The dark side is that sometimes I'm reminded of my interchangeable status after a bar guest has lulled me into a false sense of making real, human connection. I get plenty of people (men, usually) who obviously just want to talk about themselves and their own opinions--that's a fact of bartending I accepted long ago. No one wants to hear what I think about the Cub's bullpen when they have their own theories and gripes. What has surprised me, and taken me just as long to accept as the aforementioned zen-like shrugging, is when I find myself floundering through some sort of personal script a patron has lured me into. These scripts tend to take the form of the patron offering me advice, trying to "save" me from bartending. I used to not realize what was happening until they ignored my statements of "actually, I'm quite happy" by trying to convince me that I couldn't possibly be. I've since had enough experience with these conversations to see them starting, almost always with a "So, what else do you do?" which is rapidly followed by the patron telling me how smart, pretty, and capable I am. I hear that question and those words and heave a heavy, inward sigh, and hunker down for some concern trolling doused in paternalism, disguised as friendly banter.

These people don't know me. They've never met me before, and the only information they have about me is that I am cheerful and capable of pouring a Bud Light in a timely fashion. I'm no psychologist, but I feel pretty comfortable asserting that the people (men) who tell me how much potential I have after three minutes of interaction, and who spend the next thirty minutes telling me exactly how I can turn my life around, have a deep seated need to feel powerful and smart. I'm a captive audience member. I'm female. I'm in a position of service to them. They have implied social status over me in myriad ways, and by exercising that status to educate and inform me, they're enacting a scene for themselves where they themselves are smart, powerful, and capable. I could be anybody. I definitely don't have to be me, personally.

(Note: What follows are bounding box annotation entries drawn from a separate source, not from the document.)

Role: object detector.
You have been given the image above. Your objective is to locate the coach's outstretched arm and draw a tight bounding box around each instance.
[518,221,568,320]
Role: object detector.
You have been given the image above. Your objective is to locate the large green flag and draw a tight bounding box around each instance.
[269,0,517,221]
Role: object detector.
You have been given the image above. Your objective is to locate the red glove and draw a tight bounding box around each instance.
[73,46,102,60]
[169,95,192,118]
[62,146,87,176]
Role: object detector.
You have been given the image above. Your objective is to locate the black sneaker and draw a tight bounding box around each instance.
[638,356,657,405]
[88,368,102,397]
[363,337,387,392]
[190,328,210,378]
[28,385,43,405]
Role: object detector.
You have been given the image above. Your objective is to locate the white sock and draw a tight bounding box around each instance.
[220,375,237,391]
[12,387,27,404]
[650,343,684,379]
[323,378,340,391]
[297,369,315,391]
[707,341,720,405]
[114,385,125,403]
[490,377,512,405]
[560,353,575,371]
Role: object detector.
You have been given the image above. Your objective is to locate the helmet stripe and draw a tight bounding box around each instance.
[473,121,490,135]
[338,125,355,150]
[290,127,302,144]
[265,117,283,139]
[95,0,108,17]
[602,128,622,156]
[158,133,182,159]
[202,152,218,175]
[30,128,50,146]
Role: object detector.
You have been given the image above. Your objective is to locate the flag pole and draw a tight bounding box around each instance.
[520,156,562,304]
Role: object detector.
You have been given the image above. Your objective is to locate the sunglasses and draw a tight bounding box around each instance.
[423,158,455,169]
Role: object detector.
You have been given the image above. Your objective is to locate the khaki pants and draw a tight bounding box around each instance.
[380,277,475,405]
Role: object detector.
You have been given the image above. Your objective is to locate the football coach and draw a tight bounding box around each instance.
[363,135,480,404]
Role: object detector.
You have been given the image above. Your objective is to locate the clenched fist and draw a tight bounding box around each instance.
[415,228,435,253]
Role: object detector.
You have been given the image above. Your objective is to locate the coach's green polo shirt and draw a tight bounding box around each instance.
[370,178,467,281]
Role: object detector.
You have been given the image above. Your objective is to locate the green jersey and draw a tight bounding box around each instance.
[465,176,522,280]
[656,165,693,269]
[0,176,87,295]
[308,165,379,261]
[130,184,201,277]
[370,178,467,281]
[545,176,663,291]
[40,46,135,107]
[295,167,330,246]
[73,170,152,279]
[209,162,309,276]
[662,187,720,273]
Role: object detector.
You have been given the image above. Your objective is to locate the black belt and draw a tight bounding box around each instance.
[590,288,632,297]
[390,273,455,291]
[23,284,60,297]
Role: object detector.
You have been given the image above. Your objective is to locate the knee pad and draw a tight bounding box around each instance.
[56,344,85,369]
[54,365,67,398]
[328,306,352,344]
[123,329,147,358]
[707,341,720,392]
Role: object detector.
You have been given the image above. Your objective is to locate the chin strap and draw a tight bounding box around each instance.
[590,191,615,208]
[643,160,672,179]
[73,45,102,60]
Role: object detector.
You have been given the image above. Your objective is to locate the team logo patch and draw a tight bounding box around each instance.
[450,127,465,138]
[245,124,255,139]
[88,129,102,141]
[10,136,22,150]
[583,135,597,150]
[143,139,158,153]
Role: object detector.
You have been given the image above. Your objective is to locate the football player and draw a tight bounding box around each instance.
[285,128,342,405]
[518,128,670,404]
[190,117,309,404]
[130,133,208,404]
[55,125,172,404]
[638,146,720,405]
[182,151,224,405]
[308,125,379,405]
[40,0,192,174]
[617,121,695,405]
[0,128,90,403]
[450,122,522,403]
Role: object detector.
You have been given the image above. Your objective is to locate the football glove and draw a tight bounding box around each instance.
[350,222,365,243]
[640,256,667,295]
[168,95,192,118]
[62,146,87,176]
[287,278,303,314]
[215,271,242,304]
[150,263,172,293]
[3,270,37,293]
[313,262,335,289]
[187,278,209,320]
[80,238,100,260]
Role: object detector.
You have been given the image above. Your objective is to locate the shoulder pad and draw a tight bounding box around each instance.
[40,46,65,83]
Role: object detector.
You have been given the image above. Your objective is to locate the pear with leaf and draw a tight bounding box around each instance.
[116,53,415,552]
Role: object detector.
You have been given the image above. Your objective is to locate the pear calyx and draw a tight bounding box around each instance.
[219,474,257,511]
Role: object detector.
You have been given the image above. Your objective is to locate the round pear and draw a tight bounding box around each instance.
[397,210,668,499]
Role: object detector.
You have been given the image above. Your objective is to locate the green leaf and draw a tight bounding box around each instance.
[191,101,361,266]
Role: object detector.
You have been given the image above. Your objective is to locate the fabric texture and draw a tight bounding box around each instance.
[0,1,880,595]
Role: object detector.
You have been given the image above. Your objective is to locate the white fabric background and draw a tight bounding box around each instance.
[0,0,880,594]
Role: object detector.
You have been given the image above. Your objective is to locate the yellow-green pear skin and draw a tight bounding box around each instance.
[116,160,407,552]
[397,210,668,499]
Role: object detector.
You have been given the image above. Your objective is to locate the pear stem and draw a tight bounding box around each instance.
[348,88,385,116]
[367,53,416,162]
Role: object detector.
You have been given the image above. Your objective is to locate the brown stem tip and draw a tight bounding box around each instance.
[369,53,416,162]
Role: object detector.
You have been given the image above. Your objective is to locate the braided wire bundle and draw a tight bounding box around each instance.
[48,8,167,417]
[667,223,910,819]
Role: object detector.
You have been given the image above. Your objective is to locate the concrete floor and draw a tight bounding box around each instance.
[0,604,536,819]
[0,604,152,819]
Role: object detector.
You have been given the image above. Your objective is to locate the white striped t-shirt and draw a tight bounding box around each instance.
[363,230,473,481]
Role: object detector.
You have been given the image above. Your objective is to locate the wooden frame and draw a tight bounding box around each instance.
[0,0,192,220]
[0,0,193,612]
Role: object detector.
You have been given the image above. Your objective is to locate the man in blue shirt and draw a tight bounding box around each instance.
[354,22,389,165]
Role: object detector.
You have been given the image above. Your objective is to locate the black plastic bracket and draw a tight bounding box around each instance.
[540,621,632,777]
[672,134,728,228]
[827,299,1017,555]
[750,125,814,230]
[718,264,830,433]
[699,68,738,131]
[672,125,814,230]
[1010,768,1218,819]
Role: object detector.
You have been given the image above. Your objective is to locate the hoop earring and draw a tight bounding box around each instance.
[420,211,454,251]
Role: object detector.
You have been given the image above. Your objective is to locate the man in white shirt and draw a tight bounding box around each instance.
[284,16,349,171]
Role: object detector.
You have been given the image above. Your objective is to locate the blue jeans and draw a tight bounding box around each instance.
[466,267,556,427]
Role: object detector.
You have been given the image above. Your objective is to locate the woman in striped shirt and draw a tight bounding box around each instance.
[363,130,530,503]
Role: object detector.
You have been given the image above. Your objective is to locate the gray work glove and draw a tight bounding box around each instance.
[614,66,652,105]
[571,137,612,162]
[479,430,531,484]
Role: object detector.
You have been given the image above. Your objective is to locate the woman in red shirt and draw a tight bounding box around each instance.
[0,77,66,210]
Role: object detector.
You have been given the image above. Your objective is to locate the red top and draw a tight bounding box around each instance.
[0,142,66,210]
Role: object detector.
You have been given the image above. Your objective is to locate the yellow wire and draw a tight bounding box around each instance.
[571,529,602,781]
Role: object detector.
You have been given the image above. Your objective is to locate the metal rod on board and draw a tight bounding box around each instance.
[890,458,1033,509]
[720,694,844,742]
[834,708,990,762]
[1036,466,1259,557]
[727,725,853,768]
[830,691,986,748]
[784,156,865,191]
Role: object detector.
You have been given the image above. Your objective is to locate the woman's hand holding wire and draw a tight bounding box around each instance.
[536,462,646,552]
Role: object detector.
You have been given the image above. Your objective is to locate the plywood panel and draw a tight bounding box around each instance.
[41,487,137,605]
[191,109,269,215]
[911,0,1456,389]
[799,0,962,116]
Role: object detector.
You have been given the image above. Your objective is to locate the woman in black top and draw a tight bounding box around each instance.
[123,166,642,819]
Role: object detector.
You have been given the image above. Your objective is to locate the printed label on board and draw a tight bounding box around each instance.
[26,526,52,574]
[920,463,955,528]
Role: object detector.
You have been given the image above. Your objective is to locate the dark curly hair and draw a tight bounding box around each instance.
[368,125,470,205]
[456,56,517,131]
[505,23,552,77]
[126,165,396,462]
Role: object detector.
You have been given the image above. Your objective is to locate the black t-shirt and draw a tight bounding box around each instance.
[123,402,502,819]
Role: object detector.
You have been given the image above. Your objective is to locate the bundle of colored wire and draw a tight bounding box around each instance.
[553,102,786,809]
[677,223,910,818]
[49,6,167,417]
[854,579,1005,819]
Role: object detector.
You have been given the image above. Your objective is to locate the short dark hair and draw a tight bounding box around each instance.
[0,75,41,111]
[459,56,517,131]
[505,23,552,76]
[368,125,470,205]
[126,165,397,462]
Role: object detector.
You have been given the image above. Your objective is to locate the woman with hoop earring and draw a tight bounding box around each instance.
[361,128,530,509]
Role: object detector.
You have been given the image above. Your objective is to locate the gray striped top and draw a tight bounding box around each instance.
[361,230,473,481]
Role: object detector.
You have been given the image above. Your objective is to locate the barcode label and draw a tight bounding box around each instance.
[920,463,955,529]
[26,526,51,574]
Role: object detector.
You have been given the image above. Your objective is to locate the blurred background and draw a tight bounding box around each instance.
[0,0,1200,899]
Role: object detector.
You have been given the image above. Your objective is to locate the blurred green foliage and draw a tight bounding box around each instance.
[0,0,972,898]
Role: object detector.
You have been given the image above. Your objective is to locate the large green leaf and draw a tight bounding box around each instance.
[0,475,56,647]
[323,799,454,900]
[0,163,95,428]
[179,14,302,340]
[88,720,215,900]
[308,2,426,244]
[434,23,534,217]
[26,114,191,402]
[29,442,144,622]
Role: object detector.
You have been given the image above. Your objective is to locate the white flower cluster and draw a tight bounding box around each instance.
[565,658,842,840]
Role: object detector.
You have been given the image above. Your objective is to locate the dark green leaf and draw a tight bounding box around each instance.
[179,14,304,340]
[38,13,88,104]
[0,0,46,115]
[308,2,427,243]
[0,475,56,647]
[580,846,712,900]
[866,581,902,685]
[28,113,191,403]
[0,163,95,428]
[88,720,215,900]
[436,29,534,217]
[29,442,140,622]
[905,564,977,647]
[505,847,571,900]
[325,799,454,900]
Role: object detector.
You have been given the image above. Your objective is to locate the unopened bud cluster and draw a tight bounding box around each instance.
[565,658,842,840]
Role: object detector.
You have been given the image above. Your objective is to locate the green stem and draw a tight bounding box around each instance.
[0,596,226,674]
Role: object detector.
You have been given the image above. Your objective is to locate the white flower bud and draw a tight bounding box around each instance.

So, it's a double edged sword. Being a cog, in general**, protects my insides sometimes and shreds my insides sometimes. Mostly, I just want to mix some drinks, lament about the Cubs, and come home with some money.

*Obviously, sometimes I do mess things up and I take full responsibility for those mistakes--usually by apologizing, correcting the mistake, and offering something beyond mere correction to placate the angry folk and delight the understanding folk. I actually can't think of a time when I legitimately messed up/didn't notice a kitchen mistake that required a guest to request a manager of their own accord. Not to brag, but I'm relatively good at most aspects of my job, including foibles.

**I am not a cog in many specific cases. I have lots of regulars who like me as a person, and whom I enjoy as people. They ask about my husband and the TV shows we have in common, I inquire after their pets and and their upcoming international travel. We make each other smile and the 45 minutes we spend together some days leave us all with more than a full belly or a pocket full of tips.